For why had the captain said it like that, instead of, Anybody in your family in…? Or Was your father in? Or — for it was almost as if — I couldn’t say it in words, as I told this captain a thing or two about my father’s friend who was one of the few guys he would listen to for long. The captain agreed silently. “And he was right,” I said. Captain nodded. This exception an older friend in Wisconsin, with a binder full of plastic-sleeved posed-corpse snaps who hunted whitetail deer with legendary skill owing he said to what he had learned along the Cua Viet River in the early 70s. The stealth needed to survive serving in a so-called Studies and Observation Group, to say nothing of his old M-1951 flak vest in case he was shot at by another numbskull out in the woods — too hot to wear in the jungle in the old days, comfortable in hunting season now: so now he would stalk a doe and buck by wading a stream never lifting his feet out of the water — deer didn’t associate streams and humans, if you wanted to know. On the ground he adopted a high crawl — hands and knees in waist-high cover, in low you went on your belly like deer scraping under a fence.

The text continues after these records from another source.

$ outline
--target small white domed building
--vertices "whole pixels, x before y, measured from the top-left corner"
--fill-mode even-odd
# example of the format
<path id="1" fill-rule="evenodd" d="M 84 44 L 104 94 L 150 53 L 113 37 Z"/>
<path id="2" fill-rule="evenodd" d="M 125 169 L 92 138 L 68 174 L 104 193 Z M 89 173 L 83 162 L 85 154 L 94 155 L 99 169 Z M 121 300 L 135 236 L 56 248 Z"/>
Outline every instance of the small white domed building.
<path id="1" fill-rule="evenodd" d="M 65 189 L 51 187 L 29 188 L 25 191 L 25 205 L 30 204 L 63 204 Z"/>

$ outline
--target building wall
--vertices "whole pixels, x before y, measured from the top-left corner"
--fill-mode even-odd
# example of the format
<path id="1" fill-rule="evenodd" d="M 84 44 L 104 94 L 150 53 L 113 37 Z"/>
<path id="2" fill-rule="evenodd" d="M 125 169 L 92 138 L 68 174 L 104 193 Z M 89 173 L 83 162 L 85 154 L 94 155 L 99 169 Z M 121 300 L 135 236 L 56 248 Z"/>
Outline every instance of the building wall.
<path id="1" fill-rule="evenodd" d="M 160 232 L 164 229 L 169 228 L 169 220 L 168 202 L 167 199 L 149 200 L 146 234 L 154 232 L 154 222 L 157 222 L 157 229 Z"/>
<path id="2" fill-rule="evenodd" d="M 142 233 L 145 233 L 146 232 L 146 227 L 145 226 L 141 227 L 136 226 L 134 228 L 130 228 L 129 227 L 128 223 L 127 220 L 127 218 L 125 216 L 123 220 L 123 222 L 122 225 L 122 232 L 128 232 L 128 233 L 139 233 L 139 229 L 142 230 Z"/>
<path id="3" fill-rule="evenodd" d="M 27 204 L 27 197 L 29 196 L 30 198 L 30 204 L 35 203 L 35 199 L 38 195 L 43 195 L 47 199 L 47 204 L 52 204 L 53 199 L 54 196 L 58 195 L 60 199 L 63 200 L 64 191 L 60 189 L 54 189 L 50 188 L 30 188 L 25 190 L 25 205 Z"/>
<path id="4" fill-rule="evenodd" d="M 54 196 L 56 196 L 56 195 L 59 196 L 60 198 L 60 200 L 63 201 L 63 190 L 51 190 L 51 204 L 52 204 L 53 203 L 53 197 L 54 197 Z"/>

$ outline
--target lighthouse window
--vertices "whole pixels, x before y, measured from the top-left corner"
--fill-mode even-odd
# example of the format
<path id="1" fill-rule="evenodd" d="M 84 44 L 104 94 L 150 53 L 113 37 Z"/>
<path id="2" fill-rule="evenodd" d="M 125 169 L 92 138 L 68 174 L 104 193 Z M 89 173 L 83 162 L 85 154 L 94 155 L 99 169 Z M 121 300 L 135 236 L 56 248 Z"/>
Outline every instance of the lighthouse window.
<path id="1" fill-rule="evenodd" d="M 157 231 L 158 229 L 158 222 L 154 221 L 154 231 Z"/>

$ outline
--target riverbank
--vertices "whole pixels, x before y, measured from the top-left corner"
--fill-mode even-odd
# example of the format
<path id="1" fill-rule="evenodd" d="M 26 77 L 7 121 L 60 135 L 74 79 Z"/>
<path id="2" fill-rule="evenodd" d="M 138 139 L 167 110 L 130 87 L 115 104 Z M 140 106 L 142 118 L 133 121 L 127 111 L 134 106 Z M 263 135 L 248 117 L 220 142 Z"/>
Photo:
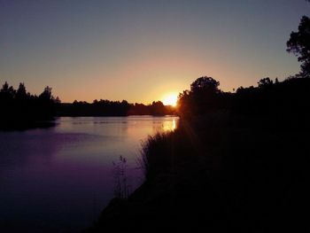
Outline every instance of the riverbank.
<path id="1" fill-rule="evenodd" d="M 309 113 L 281 110 L 213 111 L 151 137 L 145 183 L 112 200 L 86 232 L 308 229 Z"/>

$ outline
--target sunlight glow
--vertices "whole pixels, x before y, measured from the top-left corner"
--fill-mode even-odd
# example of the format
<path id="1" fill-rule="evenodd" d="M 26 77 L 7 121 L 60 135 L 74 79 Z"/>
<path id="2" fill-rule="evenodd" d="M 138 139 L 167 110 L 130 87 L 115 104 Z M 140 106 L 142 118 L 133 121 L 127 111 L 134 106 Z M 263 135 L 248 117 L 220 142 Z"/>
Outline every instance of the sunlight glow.
<path id="1" fill-rule="evenodd" d="M 177 93 L 169 93 L 164 96 L 162 102 L 165 105 L 176 106 L 177 100 L 178 100 Z"/>

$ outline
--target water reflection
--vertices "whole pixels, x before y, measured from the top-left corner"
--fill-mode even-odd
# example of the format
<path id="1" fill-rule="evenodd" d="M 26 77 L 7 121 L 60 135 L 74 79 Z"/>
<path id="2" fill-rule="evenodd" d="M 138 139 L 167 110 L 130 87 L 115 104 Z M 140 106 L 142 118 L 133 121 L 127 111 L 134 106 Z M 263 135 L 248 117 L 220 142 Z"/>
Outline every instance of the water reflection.
<path id="1" fill-rule="evenodd" d="M 0 132 L 0 232 L 75 232 L 90 225 L 112 197 L 112 162 L 127 158 L 134 189 L 142 179 L 136 163 L 141 141 L 177 122 L 60 118 L 55 128 Z"/>

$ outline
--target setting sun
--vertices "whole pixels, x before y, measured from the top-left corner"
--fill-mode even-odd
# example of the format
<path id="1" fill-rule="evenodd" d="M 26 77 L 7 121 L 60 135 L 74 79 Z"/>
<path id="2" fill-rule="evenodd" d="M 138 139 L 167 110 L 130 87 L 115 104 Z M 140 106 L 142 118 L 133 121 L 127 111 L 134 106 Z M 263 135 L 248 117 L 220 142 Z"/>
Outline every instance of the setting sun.
<path id="1" fill-rule="evenodd" d="M 164 96 L 162 102 L 165 105 L 176 106 L 176 102 L 178 100 L 177 93 L 169 93 Z"/>

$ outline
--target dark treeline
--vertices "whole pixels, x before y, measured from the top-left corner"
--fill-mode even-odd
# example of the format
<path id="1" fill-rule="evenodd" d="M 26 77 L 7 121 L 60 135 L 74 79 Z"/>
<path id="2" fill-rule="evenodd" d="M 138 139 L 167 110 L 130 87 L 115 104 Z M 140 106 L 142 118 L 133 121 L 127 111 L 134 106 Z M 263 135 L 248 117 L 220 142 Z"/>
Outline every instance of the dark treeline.
<path id="1" fill-rule="evenodd" d="M 46 120 L 53 120 L 58 103 L 59 99 L 53 97 L 50 87 L 35 96 L 27 91 L 24 83 L 19 83 L 15 89 L 5 82 L 0 89 L 0 128 L 48 126 L 50 123 Z"/>
<path id="2" fill-rule="evenodd" d="M 178 128 L 143 144 L 143 185 L 86 232 L 309 231 L 309 31 L 303 17 L 287 43 L 301 62 L 294 77 L 234 93 L 193 82 Z"/>
<path id="3" fill-rule="evenodd" d="M 128 115 L 171 115 L 175 113 L 172 106 L 162 102 L 151 105 L 130 104 L 126 100 L 94 100 L 93 103 L 74 101 L 73 104 L 60 104 L 58 108 L 59 116 L 128 116 Z"/>
<path id="4" fill-rule="evenodd" d="M 283 82 L 264 78 L 257 87 L 240 87 L 236 93 L 221 91 L 220 82 L 201 77 L 179 96 L 179 113 L 190 120 L 219 111 L 259 118 L 269 115 L 274 122 L 284 118 L 305 119 L 310 113 L 310 79 L 290 77 Z M 275 119 L 275 117 L 276 119 Z"/>

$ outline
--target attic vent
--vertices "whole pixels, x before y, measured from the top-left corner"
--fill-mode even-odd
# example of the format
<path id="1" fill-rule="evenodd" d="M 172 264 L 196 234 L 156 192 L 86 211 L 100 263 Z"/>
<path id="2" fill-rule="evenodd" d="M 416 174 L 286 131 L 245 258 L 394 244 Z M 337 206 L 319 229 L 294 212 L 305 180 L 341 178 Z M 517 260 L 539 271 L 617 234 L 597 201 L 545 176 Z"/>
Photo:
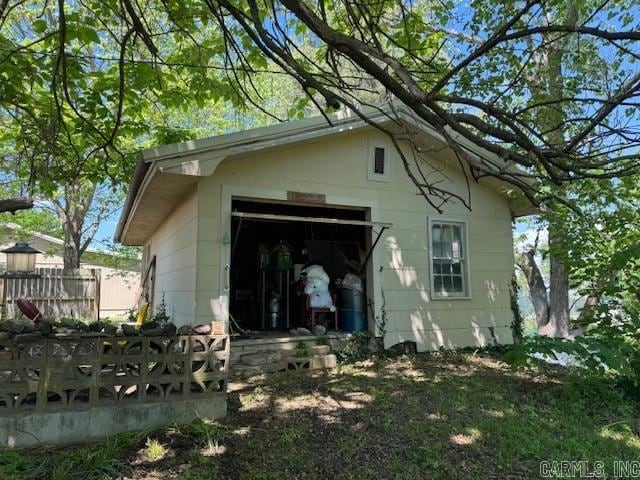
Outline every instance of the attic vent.
<path id="1" fill-rule="evenodd" d="M 375 173 L 376 175 L 384 175 L 384 160 L 384 148 L 376 147 L 373 156 L 373 173 Z"/>

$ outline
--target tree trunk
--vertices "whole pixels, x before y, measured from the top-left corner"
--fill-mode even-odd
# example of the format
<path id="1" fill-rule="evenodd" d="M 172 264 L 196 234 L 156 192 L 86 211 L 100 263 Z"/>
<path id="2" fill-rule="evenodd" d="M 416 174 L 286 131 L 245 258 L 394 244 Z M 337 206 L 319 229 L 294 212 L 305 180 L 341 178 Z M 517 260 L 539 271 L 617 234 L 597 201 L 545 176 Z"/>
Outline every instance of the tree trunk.
<path id="1" fill-rule="evenodd" d="M 538 329 L 549 323 L 549 301 L 547 299 L 547 286 L 544 284 L 542 273 L 536 263 L 535 250 L 528 250 L 518 256 L 518 266 L 524 273 L 529 286 L 529 296 L 536 313 Z"/>
<path id="2" fill-rule="evenodd" d="M 558 238 L 553 220 L 549 222 L 549 322 L 538 329 L 541 335 L 566 337 L 569 335 L 569 273 L 557 254 Z"/>
<path id="3" fill-rule="evenodd" d="M 63 198 L 54 202 L 64 232 L 62 258 L 65 270 L 80 268 L 80 258 L 88 245 L 88 241 L 82 239 L 85 220 L 94 194 L 95 187 L 92 185 L 67 184 Z"/>

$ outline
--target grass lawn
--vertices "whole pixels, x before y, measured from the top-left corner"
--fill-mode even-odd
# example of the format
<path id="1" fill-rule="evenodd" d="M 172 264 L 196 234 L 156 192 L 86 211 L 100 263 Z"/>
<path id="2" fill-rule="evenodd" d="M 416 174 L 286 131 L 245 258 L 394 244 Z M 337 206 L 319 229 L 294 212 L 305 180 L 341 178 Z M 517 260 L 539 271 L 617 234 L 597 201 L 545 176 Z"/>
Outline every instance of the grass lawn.
<path id="1" fill-rule="evenodd" d="M 529 479 L 541 460 L 640 460 L 610 384 L 433 354 L 231 384 L 229 414 L 78 448 L 0 451 L 0 479 Z M 590 466 L 593 463 L 590 464 Z"/>

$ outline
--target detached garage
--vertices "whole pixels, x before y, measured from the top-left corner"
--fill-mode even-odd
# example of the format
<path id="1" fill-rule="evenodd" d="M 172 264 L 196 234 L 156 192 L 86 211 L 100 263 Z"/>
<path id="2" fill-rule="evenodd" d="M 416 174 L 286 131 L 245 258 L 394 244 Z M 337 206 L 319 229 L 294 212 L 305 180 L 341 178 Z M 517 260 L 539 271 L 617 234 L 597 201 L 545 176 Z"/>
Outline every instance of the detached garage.
<path id="1" fill-rule="evenodd" d="M 294 342 L 316 325 L 380 335 L 382 318 L 386 347 L 511 342 L 508 186 L 467 191 L 442 139 L 394 114 L 472 211 L 429 207 L 388 138 L 342 115 L 143 152 L 116 240 L 155 261 L 147 287 L 174 322 L 251 332 L 236 343 Z"/>

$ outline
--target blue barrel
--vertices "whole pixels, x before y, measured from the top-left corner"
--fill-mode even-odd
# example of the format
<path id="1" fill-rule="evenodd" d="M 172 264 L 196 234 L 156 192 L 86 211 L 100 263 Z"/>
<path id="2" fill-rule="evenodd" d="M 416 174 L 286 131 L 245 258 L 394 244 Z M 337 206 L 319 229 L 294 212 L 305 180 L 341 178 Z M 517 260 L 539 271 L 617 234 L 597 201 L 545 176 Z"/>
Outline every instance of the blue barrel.
<path id="1" fill-rule="evenodd" d="M 364 332 L 367 328 L 364 310 L 351 310 L 349 308 L 338 309 L 338 321 L 340 330 L 346 332 Z"/>

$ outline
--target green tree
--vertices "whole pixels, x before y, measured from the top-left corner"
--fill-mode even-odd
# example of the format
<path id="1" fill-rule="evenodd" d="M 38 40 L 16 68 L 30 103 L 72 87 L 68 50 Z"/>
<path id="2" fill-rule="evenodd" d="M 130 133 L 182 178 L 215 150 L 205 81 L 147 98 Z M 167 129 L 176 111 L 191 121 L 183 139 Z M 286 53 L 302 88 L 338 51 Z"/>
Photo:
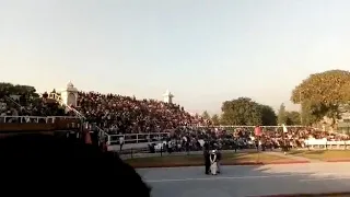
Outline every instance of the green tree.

Knowledge is power, it breeds respect, my father had told me driving home from practice — respect for deer, my father added of this friend with whom he went along once or twice a year but who did not hunt himself though fished for old ironsnout pike just to get them. It was that other war not properly finished that his friend recalled—“that he’s scared now that he wasn’t scared then: understand?” said my father wheeling a practically rightangle turn in front of a ghostly oncoming truck into our street, explaining because what was obvious if you have to ask can’t be explained to you but he was explaining in case—“And that he lost time once, time itself — do you understand, Zach? — ” not understanding, himself, how I loved him for that “time” weirdness—“a dead gook lying face up in the river, minutes on end, he thought, underwater, and so he moved on” the way SOG trained for silently, but the VC must have held his breath, next thing my father’s friend heard something, dived behind a tree, VC winged him, the dead-in-the-water VC up and firing. “With what?” I said—“he stashed his rifle out of the water?” “With what, with what? For God’s sake, Zach, do you understand what I’m saying?” “A sound you said, Dad — what kind of sound?” “What kind of—!” My father was angered by questions he understood as a substitute for something else like silence or…competitive performance, I actually said now to the captain, feeling disloyal. “They were stupid questions but I asked them: Were flak vests designed to stop bullets?” “Stupid?” said the captain. “‘And you went hunting, Dad, even if you say you didn’t really, and I don’t have a big case for the deer if they want to hang around and get shot.’” The captain laughed. I said, “The stupid questions are the right ones sometimes.” “If you keep them to yourself,” the captain said. “Where I overshoot,” I said—“You still do, so watch it,” he said. It was like So long, which shouldn’t have bothered me.